Alongside empowering the public sector, the ICTA is also pursuing other initiatives to utilize technology in the fight against COVID-19. Back in January, when the first case of the novel coronavirus was detected in Sri Lanka, it worked with a group of doctors attached to the Health Informatics unit and developed a system to monitor the health of tourists. This was done using the DHIS2 open-source platform. This work led to the global DHIS2 community adopting Sri Lanka’s COVID-19 surveillance tracker and was subsequently made widely available as a package for the community. 

Earlier this month, the ICTA also facilitated a virtual forum of the IT industry to explore how to collectively utilize technology to keep COVID-19 at bay. Most recently, it worked with open-source software developers to create a website for Sri Lankans residing abroad to receive official updates from the Ministry of Foreign Relations. Moreover, the ICTA is also collaboratively working on other fronts in utilizing technology for citizens to remain engaged, informed, and positive during this time of crisis. 

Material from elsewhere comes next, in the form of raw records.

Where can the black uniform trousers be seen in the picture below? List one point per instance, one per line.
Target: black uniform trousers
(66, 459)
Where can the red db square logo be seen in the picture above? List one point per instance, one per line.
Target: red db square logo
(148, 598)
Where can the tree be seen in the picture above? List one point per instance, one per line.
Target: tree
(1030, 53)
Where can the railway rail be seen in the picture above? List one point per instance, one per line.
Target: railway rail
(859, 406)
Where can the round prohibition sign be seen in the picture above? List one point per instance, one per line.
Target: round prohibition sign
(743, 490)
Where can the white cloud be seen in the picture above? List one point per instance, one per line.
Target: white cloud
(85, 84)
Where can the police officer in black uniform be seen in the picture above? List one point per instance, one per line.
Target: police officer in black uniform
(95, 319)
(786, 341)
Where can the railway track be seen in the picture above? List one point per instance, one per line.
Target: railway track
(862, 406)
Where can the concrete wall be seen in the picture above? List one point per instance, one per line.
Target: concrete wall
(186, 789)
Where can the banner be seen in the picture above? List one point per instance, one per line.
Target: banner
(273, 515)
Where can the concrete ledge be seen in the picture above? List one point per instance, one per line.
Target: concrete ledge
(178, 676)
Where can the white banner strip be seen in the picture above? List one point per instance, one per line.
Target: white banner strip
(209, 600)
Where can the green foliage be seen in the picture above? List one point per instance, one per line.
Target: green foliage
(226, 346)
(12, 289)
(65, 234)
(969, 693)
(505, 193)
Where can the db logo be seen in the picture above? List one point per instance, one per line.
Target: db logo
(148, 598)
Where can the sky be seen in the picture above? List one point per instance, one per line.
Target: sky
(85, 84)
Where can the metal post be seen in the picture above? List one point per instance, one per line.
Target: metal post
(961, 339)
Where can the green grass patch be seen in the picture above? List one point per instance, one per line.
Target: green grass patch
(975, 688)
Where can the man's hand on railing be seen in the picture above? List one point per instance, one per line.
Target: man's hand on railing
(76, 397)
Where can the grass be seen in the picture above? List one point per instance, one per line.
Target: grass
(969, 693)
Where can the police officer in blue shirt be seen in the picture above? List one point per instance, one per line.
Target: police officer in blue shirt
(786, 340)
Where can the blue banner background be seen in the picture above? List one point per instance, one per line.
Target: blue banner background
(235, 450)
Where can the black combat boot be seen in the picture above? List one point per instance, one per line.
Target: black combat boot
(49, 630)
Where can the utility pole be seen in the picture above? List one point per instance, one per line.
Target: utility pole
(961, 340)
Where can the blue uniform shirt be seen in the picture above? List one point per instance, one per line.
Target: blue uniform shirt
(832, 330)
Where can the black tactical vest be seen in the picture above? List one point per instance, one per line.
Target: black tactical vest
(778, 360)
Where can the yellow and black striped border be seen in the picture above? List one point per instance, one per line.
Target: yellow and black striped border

Simple steps forward in the era of the novel coronavirus

Over the years, the Sri Lankan government developed a mixed record when using technology. But the stories of the TRCSL and ICTA serve as positive examples of it being used effectively. While still in the early stages, the swift adoption of measures to enable public servants to work from home is admirable. 

Particularly, given the current situation due to the novel coronavirus. Hopefully, in the coming days, we’ll see more government organizations follow suit and embrace technology. Thereby delivering their services seamlessly while ensuring the safety of their employees.